On a side note, the temperature range this organism can survive in may allow its genetic information to code for a protein(s) that can function in sub zero to 55°C temperatures. Something like that is bound to have some use in some biotech technique.

Nyloc
not rated yet Jun 09, 2012
What is "PCR"? I hate ambiguous obfuscating perambulations (AOP's).

I don't know why people insist on obfuscating their communication other than to appear elitist and give others a false sense of their importance. The least a good communicator can do is introduce the full phrase once before abbreviating it next time its used.
Jaeherys
not rated yet Jun 09, 2012
@Nyloc

http://en.wikiped...reaction

When you use these things frequently, you get used to not saying the actual name. My bad for not thinking about the full name.

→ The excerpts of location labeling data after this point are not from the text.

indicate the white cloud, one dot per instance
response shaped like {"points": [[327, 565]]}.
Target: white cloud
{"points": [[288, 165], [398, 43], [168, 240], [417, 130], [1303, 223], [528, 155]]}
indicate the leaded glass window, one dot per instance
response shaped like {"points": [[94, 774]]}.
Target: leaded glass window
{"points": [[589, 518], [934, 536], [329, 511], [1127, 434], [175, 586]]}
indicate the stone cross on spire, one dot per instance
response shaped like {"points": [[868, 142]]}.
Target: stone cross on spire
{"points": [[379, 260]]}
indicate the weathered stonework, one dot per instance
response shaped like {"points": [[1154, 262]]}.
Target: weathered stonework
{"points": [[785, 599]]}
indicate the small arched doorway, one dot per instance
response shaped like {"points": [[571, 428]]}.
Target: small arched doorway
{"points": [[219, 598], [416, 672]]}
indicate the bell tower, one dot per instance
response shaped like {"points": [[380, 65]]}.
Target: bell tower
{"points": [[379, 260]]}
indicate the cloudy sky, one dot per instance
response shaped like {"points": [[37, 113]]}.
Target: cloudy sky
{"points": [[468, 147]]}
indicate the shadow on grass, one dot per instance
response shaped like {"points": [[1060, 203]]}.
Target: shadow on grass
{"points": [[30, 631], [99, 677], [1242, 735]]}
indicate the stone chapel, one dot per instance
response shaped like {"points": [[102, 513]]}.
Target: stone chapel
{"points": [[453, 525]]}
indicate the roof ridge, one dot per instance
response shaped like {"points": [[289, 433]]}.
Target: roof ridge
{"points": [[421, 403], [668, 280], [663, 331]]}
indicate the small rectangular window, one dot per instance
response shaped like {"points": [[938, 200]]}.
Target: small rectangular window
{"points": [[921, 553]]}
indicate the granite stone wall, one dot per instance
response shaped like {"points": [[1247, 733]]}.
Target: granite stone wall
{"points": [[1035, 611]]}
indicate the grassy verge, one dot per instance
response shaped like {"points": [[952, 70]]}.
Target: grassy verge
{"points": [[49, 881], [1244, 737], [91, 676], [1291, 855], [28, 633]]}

And there is no false sense of importance with PCR, it IS that important!
Joe_Damico
3 / 5 (2) Jun 10, 2012
"Scientists discover microbes that can survive Mars-like conditions".
We have known that for years, the microbes are known as Republicans and we should ship all of the to Mars as they are sucking all the oxygen out of our Earth. John Boehner and Mitch Mcconnell should start the relocation asap and take all the GOP with them. Vote NO in 2012 for all the microbes before they suck in all of our oxygen. That is where the term Republicans SUCK came from.